Help enforce laws preventing minors from purchasing tobacco products. The Administration's budget will include $39 million for the Food and Drug Administration to help enforce the laws preventing youth under age 18 from purchasing tobacco products. Currently federal law requires every state to prohibit minors from purchasing tobacco products, and federal regulations ensure retailers check photo i.d.s of young people who try to purchase them. These funds will help the FDA work with the states and with retailers to enforce these laws, by providing retailers with informational materials to help them explain the rules to customers and by conducting random checks of retailer compliance.
Support the Food and Drug Administration (FDA)'s full authority to keep cigarettes out of the hands of children. The Administration supports full FDA authority to regulate tobacco products in order to halt advertising targeted to children and to curb minors' access to tobacco products. In 1996 the Administration put forward a comprehensive regulation to protect children from tobacco, which the tobacco industry challenged in court. The Administration remains fully committed to the FDA rule.

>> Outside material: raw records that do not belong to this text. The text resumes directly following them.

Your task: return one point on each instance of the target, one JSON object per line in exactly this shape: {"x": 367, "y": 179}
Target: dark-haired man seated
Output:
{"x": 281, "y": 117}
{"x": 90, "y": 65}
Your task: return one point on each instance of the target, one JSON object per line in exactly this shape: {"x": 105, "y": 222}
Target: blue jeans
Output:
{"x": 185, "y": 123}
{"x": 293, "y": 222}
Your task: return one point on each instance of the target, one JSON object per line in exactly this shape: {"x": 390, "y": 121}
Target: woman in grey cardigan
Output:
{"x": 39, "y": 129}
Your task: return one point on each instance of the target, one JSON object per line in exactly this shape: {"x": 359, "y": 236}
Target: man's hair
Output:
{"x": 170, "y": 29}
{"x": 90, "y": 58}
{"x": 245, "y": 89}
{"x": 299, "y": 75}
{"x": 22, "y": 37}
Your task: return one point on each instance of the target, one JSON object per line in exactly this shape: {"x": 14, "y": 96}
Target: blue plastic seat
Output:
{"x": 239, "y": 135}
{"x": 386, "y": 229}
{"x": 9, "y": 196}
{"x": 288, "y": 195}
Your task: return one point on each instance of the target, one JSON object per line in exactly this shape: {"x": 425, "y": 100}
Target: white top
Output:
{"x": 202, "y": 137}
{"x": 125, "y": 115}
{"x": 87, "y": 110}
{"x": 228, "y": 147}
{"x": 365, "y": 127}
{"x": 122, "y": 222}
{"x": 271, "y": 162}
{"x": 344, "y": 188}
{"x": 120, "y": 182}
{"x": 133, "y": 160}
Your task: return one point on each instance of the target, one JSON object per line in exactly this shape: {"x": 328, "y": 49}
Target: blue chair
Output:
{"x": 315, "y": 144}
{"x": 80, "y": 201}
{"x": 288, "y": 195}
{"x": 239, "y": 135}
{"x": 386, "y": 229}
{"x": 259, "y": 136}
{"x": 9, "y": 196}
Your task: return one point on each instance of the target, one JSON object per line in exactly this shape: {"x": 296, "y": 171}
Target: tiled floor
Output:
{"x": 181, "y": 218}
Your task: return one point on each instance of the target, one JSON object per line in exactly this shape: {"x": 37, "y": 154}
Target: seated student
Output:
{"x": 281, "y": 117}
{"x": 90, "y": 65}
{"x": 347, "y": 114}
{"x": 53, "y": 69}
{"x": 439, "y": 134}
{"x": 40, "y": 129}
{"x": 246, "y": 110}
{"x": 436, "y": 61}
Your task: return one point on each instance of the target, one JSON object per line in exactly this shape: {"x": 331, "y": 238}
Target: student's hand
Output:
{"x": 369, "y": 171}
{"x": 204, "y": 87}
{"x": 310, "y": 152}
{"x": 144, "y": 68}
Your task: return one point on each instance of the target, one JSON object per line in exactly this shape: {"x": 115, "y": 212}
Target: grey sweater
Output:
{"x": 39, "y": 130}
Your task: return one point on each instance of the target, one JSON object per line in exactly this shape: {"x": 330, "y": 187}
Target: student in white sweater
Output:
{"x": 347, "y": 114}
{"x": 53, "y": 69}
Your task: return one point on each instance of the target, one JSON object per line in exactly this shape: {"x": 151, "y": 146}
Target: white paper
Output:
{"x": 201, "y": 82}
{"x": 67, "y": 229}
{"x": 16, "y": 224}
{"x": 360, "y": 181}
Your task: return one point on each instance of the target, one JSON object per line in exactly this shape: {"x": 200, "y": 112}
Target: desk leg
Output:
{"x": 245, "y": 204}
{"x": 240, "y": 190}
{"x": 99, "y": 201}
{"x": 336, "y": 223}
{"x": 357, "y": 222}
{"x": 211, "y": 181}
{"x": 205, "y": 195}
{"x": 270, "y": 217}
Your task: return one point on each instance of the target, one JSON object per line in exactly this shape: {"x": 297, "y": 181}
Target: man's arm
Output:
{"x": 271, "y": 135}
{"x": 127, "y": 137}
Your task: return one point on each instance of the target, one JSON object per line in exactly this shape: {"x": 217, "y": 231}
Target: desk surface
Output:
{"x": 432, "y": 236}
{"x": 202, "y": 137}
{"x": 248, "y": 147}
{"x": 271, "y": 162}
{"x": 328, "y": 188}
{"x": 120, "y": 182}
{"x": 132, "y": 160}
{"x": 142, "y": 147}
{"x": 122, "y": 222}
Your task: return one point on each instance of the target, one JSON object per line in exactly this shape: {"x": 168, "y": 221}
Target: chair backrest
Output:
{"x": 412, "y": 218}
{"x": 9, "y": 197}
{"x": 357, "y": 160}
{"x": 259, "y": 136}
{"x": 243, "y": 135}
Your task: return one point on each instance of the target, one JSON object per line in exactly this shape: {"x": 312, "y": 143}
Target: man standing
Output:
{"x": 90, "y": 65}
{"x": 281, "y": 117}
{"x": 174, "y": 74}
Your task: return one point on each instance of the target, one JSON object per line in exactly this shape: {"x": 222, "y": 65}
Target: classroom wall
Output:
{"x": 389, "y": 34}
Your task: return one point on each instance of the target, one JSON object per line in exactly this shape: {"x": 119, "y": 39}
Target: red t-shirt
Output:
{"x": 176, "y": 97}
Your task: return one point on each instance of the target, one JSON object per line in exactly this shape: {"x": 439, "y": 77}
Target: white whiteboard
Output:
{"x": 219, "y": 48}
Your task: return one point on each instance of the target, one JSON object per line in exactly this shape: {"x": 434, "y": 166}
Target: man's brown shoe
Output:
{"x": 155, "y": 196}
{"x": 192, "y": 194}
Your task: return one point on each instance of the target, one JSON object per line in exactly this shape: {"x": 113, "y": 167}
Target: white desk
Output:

Recover tobacco-related health care costs. The Administration firmly supports the Department of Justice's litigation to recover federal tobacco-related health costs, and his budget contains funds to pay the necessary legal costs. In addition to any remedies imposed by the court to advance public health, recoveries from the litigation will be used to assist tobacco farmers and their communities, to pay federal tobacco related health costs, and to enhance the security of Medicare and Social Security for future generations.
Protect farmers and farming communities. This Administration is committed to protecting tobacco farmers and their communities. The Administration fully supports the $5 billion settlement to compensate tobacco farmers, which was agreed to by the states and industry in 1998, as well as the $328 million included in the Agricultural Appropriations bill for FY 2000, and is committed, as any federal litigation moves to judgment or settlement, to ensure funds are set aside for the financial security of tobacco farmers and their communities.